The IMF completed reviews on the second post-Arab Spring round of programs with Jordan, Tunisia and Morocco, as Egypt awaited a turn after signing its agreement six months ago with stock markets flat to negative reflecting the lackluster reports. Jordan’s economic plight remained “challenging” with 2 percent growth, 4 percent inflation and over 15 percent decade-high unemployment. The fiscal deficit fell to 4 percent of GDP last year, with state utility company losses down, but public debt rose to 95 percent and the current account gap swelled above 9 percent. Geopolitical and security tensions still “impinge” on the medium-term investment outlook, despite additional donor support for refugee hosting, now able to be channeled through a World Bank-led $1 billion concessional platform. The Fund urged further moves against tax exemption and evasion and toward public-private partnerships to reduce budget costs and strengthen infrastructure efficiency. The central bank has hiked rates with foreign reserves slipping below target, as work continues on deposit protection, insurance, bankruptcy and other rules to bolster the business climate. Tunisia also was scolded for its runaway government wage bill elevating debt/GDP to 65 percent as growth doubles to a meager 2.5 percent, “too low” to attack youth joblessness and interior region poverty. The 5-year development plan aims to restore stability and tackle structural barriers through corruption and state bank and enterprise cleanups. Exchange rate flexibility and pension overhaul are on the agenda, and the country could benefit from the G-20 Compact for Africa initiative under outgoing host Germany. At home protests have erupted over proposed “economic reconciliation” legislation that would grant amnesty to illegal fund holders in return for declaring and investing the proceeds, as a “second revolution” has sparked occupation of key mining sites triggering military protection. The new US-trained Finance Minister has yet to win additional backing from Washington, as preparations for the joint commercial summit inaugurated last year stay on hold under the Trump administration.

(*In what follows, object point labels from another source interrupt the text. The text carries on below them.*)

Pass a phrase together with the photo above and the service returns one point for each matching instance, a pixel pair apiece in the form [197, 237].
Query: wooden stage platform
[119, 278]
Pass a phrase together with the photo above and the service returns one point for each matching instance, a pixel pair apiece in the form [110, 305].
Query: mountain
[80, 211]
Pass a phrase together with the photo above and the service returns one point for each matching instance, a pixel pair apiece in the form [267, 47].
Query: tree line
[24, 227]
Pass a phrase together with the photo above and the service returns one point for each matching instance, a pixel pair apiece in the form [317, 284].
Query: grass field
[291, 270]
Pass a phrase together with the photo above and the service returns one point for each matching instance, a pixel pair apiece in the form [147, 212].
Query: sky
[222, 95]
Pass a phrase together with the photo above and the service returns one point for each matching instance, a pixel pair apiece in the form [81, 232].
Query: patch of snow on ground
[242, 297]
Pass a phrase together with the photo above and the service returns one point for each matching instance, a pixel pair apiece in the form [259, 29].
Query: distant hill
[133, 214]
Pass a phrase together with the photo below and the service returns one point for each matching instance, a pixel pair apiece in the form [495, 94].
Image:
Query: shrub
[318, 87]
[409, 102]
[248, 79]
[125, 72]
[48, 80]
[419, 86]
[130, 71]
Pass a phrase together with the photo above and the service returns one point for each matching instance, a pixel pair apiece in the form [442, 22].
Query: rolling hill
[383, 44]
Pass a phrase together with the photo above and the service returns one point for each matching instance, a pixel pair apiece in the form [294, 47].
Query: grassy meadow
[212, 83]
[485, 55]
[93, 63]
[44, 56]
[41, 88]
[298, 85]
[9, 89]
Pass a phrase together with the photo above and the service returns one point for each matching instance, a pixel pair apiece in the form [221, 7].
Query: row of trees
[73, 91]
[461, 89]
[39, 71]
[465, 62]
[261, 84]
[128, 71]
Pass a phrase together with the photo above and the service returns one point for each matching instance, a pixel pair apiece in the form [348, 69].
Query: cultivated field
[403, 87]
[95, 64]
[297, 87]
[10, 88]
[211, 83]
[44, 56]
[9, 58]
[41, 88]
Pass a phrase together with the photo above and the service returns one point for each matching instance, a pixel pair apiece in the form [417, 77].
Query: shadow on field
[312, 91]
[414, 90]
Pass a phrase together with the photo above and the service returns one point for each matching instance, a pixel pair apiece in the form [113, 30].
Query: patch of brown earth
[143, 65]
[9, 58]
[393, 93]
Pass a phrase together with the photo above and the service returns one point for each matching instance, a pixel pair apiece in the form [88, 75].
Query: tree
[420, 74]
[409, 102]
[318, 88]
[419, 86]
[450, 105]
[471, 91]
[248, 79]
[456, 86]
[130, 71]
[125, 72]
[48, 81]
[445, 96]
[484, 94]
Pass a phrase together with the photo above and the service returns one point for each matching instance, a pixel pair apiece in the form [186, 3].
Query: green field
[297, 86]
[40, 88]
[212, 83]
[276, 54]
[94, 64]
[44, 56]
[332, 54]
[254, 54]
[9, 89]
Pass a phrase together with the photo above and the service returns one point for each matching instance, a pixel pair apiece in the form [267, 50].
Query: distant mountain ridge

For Morocco’s $3.5 billion arrangement risks are to the “downside” despite an expected growth rebound to 4 percent with unfinished fiscal and banking sector consolidation. Inflation is in the 1-2 percent range, and corporate and household deleveraging cut credit expansion to 5 percent, as the bad loan ratio neared double digits. Concentration with leading banks chasing the same state company borrowers and cross-border exposure throughout Sub-Sahara networks are major concerns, as the construction industry also heads into a weak period. The current account deficit should be 2 percent of GDP this year with good phosphate exports and tourism and remittance inflows. After preliminary fuel subsidy rollback, budget efforts have stalled and the Justice and Development party after securing an extended mandate in October elections intends to pursue decentralization, civil service salary caps, and better public enterprise governance. Parliament is set to approve provisions for bank emergency liquidity assistance as formal supervisory understandings are forged in the respective Francophone zones with a Moroccan presence. The currency peg is gradually shifting to a fluctuation band, and “e-regulation” is at the center of a campaign to lift the number 70 ranking in the World Bank’s Doing Business publication. Small firm credit access is a priority, and new collateral procedures are designed to unblock traditional financial establishment hesitation, according to the latest Article IV survey.